The first contention advanced by the defendant is that:
"The Court committed reversible error in refusing to strike from the evidence State's Exhibits 1, 2, and 3, being the indictment, judgment and sentence of the Texas Court; and in overruling the special demurrers relative to the second and subsequent felony at the close of the State's evidence and at the close of all the evidence."

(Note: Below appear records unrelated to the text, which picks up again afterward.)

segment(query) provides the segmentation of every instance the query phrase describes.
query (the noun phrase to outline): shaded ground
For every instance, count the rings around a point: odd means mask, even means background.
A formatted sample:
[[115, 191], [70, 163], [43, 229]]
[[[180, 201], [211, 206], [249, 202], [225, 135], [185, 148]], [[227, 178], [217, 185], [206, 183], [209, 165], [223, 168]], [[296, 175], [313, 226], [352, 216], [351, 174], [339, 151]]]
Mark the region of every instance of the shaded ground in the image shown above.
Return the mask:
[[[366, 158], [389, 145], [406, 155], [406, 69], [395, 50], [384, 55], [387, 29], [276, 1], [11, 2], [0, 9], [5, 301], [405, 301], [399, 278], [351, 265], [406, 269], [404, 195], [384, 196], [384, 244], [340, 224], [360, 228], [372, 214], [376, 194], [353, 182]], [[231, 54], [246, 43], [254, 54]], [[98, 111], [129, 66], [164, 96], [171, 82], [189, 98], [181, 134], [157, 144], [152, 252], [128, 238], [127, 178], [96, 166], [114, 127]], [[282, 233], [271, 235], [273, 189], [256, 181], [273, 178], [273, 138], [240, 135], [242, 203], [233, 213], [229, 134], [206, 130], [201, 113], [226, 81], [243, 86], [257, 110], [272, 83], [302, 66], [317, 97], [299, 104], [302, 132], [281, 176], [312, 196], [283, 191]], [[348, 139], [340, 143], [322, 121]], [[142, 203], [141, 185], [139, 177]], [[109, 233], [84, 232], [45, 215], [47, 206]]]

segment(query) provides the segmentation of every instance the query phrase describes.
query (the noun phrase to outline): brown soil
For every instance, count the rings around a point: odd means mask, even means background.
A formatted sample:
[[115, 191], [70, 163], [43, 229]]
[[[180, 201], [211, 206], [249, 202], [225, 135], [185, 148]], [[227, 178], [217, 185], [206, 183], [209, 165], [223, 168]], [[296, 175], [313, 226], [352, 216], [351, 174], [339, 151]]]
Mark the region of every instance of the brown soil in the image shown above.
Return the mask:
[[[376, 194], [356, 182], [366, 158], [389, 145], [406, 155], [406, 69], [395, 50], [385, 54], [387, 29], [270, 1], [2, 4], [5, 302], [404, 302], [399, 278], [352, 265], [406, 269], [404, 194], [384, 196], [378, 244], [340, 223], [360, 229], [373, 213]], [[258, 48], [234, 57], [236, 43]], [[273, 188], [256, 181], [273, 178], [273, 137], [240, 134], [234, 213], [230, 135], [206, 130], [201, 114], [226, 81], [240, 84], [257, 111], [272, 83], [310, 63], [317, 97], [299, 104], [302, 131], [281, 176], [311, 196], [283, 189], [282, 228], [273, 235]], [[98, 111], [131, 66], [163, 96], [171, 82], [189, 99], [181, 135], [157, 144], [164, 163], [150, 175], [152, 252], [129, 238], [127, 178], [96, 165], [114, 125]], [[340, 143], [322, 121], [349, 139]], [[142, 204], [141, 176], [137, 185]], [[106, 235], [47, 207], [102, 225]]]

The foregoing contention is predicated upon the proposition that, the State of Oklahoma offered in evidence, Exhibits 1, 2, and 3, being the indictment, judgment, sentence, and commitment made and entered on a charge of burglary in the District Court of Wichita County, Texas. In said documents, it was recited that the defendant had plead guilty to the crime of burglary in said District Court of the State of Texas, on or about April 28, 1947. It appears, at the trial of the within case, said Exhibits 1, 2, and 3, were properly identified, and Jimmy Joe Tice, the defendant herein, was identified as the defendant therein, all by competent evidence. In this connection, the defendant urges that the proof of certain essential elements of the prior conviction were lacking. It has been held in this jurisdiction that the best method of proving a prior conviction is made, first by offering in evidence the indictment, or information, judgment, sentence, and commitment. Proof of the fact should then be made that the defendant, in the case on trial, is one and the same person as the defendant in the prior conviction relied upon to establish the offense of a second or subsequent conviction. Further proof should be made that the judgment and conviction is final, and not appealed from, or if appealed from, that final disposition has been made of the same, adverse to the defendant. If the defendant's judgment and sentence has been suspended, that fact should be shown. Morse v. State, 63 Okla. Crim. 445, 77 P.2d 757; Spann v. State, 69 Okla. Crim. 369, 103 P.2d 389; Bird v. State, 85 Okla. Crim. 313, 188 P.2d 242. Defendant admits that Exhibits 1, 2, and 3, were admissible per se, but he asserts that there was no proof that the judgment and sentence was a final judgment.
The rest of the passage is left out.